NEWS

Coast Guard in Florida searching for father and son from R.I.

Jack Perry
jperry@providencejournal.com

The Coast Guard in Florida has been searching the Gulf of Mexico for a father and son from Rhode Island.

Gerald Cook, 81, and Peter Cook, 55, left Panama City on February 13 and were scheduled to arrive at Vero Beach Tuesday February 18, according to the Coast Guard.

The Cooks are traveling with four of their dogs on a 52-foot yellow steel vessel called Rome.
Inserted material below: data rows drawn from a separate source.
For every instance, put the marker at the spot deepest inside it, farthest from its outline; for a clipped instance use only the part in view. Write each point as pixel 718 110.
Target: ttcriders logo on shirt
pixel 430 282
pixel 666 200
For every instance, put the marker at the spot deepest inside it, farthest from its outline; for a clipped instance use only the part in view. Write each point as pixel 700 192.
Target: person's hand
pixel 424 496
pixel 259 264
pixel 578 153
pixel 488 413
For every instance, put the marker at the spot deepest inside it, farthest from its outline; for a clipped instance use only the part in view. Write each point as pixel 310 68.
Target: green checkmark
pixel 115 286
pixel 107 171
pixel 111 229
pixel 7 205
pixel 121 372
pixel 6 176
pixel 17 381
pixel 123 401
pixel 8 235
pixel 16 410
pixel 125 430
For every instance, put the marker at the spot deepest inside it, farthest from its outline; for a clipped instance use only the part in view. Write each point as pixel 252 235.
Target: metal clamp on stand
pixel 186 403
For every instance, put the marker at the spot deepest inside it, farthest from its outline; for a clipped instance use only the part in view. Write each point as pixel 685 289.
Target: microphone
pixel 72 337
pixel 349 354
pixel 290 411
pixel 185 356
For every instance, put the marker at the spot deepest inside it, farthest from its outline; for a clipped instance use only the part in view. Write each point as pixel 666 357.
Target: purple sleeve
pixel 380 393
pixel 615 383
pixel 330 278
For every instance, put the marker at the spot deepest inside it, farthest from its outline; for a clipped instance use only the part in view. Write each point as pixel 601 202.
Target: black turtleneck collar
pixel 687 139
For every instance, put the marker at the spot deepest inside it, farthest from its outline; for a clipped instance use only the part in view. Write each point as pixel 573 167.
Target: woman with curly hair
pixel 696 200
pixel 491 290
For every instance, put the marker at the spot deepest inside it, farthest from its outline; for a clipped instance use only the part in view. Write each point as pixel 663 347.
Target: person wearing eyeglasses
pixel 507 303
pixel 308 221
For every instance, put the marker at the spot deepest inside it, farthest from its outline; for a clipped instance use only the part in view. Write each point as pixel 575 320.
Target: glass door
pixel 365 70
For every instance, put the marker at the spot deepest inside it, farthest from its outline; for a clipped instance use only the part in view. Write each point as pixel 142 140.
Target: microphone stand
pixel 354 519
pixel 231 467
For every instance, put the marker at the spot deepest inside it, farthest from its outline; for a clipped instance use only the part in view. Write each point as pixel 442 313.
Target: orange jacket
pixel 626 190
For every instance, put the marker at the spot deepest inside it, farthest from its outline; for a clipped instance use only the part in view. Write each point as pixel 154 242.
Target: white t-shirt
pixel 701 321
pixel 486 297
The Cooks were planning to travel down the Gulf Coast from Panama City, in Florida’s panhandle, to the Okeechobee Waterway, which cuts across southern Florida to the East Coast, according to Coast Guard Petty Officer Ayla Hudson in Tampa Bay.

.@USCG is searching for a 52-ft steel hull vsl, Rome, with Peter & Gerald Cook & 4 dogs aboard. The reported voyage was to depart Port St Joe, Panama City, Feb 13 headed to Vero Beach, expected to arrive Feb 18. If you have seen this vsl, contact Sector St. Pete @ 727-824-7500 pic.twitter.com/35tRKEY957

— USCGSoutheast (@USCGSoutheast) February 19, 2020

The Coast Guard has been searching the Gulf of Mexico after checking whether the U.S. Army Corps of Engineers, which operates the intercoastal Okechobee Waterway, had received any reports on the vessel, Hudson said.

The search has covered more than 31,000 miles in the Gulf of Mexico since Wednesday, according to the Coast Guard.

The Coast Guard is searching with boats and aircraft.

Elisabeth Cook, 82, wife and mother of the missing boaters, told TCPalm.com, a USA Today publication, it was the Cooks’ first voyage on the recently purchased boat. They were bringing it from a marina to Vero Beach, near where the Cooks have lived for the past six years.

She last talked to her husband Feb. 13, when they stopped at Port St. Joe, about 40 miles south of Panama City. She called again the next day but did not reach them. She wasn’t too concerned, knowing that reception at sea is unreliable.

Her husband, Gerald, was an oceanographer who worked with the U.S. Navy on ships and submarines across the world, TCPalm reported. She said her son Peter worked for years as a lobsterman.